The Poway lawsuit was filed by Christopher and Kim Garnier, parents in the district who posted frequent comments on the pages of the two board members in 2017. The appeals court said that the comments were neither threatening nor profane. They often dealt with allegations of wrongdoing by former Superintendent John Collins and race relations in the district.

Both Facebook pages of the school board members had been set up as part of the election campaigns of each in 2014, and O’Connor-Ratcliff set up a Twitter account in 2016.

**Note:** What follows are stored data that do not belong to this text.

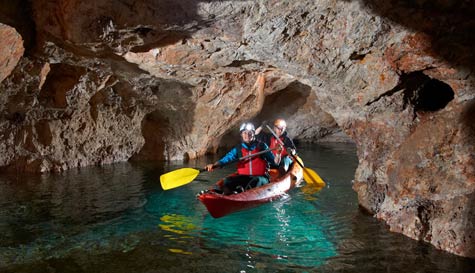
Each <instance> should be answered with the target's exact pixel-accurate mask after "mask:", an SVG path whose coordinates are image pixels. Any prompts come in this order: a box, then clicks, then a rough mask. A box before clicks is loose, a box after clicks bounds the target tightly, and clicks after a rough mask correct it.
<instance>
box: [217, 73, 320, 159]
mask: <svg viewBox="0 0 475 273" xmlns="http://www.w3.org/2000/svg"><path fill="white" fill-rule="evenodd" d="M310 92H311V87H310V86H308V85H305V84H303V83H300V82H298V81H294V82H292V83H290V84H289V85H288V86H287V87H286V88H284V89H282V90H280V91H277V92H275V93H273V94H271V95H268V96H266V98H265V99H264V105H263V107H262V110H261V112H260V113H259V114H258V115H257V116H255V117H254V118H252V119H251V122H253V123H254V125H255V126H256V128H257V127H258V126H259V125H261V124H262V122H264V121H266V122H267V123H268V124H269V125H272V122H273V121H274V120H275V119H276V118H283V119H286V120H287V121H289V120H291V118H292V116H293V115H295V114H296V113H297V112H298V110H299V109H300V107H301V106H302V105H303V104H305V102H306V101H307V98H308V96H310ZM238 131H239V128H231V130H230V131H229V132H227V133H226V134H225V135H224V136H223V137H222V139H221V142H220V143H219V146H218V147H219V149H218V153H220V154H222V153H223V150H227V149H229V148H230V147H233V146H234V145H236V144H238V143H239V141H240V136H239V132H238Z"/></svg>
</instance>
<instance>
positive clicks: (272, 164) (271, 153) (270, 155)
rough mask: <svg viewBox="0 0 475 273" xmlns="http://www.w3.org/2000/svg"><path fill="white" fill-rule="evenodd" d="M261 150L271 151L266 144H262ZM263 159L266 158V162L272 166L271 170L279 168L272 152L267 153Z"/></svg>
mask: <svg viewBox="0 0 475 273" xmlns="http://www.w3.org/2000/svg"><path fill="white" fill-rule="evenodd" d="M261 145H262V146H261V150H263V151H264V150H267V149H269V146H267V144H265V143H261ZM262 158H264V160H265V161H267V162H268V163H269V165H270V167H271V168H278V167H279V165H277V164H275V157H274V154H273V153H272V152H271V151H268V152H267V153H265V154H263V155H262Z"/></svg>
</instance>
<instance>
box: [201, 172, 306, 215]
mask: <svg viewBox="0 0 475 273" xmlns="http://www.w3.org/2000/svg"><path fill="white" fill-rule="evenodd" d="M302 178H303V170H302V168H301V167H300V166H299V164H292V166H291V168H290V169H289V171H288V172H287V173H286V174H285V175H283V176H281V177H279V175H278V172H277V170H271V182H270V183H268V184H266V185H264V186H261V187H257V188H252V189H249V190H246V191H244V192H241V193H237V194H232V195H222V194H219V193H216V192H214V191H213V190H209V191H207V192H205V193H203V194H200V195H198V199H199V200H200V201H201V203H203V204H204V205H205V206H206V209H208V211H209V213H210V214H211V216H213V217H214V218H219V217H222V216H225V215H227V214H230V213H233V212H236V211H240V210H244V209H248V208H252V207H256V206H258V205H260V204H263V203H267V202H270V201H272V200H275V199H277V198H279V197H281V196H282V195H284V194H285V193H286V192H287V191H289V190H290V189H292V188H293V187H295V186H296V185H297V184H299V183H300V182H301V181H302ZM220 183H223V179H221V180H220V181H218V182H217V184H220Z"/></svg>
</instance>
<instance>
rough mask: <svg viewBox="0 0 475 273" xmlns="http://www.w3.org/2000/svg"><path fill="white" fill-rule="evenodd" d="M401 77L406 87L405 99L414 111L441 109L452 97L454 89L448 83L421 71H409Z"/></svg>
mask: <svg viewBox="0 0 475 273" xmlns="http://www.w3.org/2000/svg"><path fill="white" fill-rule="evenodd" d="M401 79H402V82H403V85H404V87H405V89H406V91H405V92H406V99H407V101H408V102H409V103H411V104H412V105H413V106H414V110H415V111H416V112H436V111H439V110H442V109H444V108H445V107H446V106H447V104H449V102H451V101H452V100H453V99H454V91H453V89H452V88H451V87H450V86H449V85H448V84H446V83H444V82H442V81H440V80H437V79H433V78H430V77H429V76H427V75H425V74H423V73H422V72H413V73H409V74H407V75H404V76H402V77H401Z"/></svg>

Michelle O'Connor-Ratcliff
Michelle O’Connor-Ratcliff, Poway Unified School District trustee
(Courtesy of Michelle O’Connor-Ratcliff)

After being blocked, the couple sued in federal court in San Diego. Among other things they argued the blocks violated their rights to free speech and to petition the government. A federal judge in San Diego ruled in favor of the couple, and the 9th Circuit upheld that ruling.

Lawyers for Zane and O’Connor-Ratcliff argued in their petition asking the high court to take the case that the 9th Circuit erroneously concluded that the social media pages were intertwined with their official duties. Instead, they argued the pages were personal pages disconnected from their official duties.

They cited Supreme Court precedent which said that when a private entity creates a forum for speech it is not subject to the First Amendment, which prohibits government infringement on speech. That still holds true for “individuals who make the private decision to use their personal social-media accounts to communicate with the public about their jobs as public officials,” they wrote.

In a joint statement Zane — who is no longer on the school board — and O’Connor-Ratcliff welcomed the decision to take the case and said it impacts all public officials.

“Public officials are themselves private citizens with their own First Amendment rights,” the statement said, “which include the right to block abusive commenters and otherwise use their own personal social-media accounts without being constrained by the rules that the First Amendment imposes on the government.”

Cory Briggs, the Garniers’ lawyer, said Monday that the case is crucial in an era in which nearly every public official has some kind of social media presence that serves as a way to communicate with the public.

“What is at stake is, with this new method of communication that every elected official under the sun is using, if they are going to be allowed to circumvent the First Amendment protections for dissidents and critics,” he said.

The issue of social media blocking by public officials also surfaced in a case involving former President Donald Trump, who was sued by seven Twitter users whom he blocked from his account. They won in lower courts but the Supreme Court dismissed the case in 2021 when the Department of Justice said the issue was moot because Trump was no longer in office.

Briggs said the court could hold arguments the case in October, then issue a ruling either later this year or early 2024.

Updates

7:11 a.m. April 25, 2023: This story was updated with a joint statement from T.J. Zane and Michelle O’Connor-Ratcliff.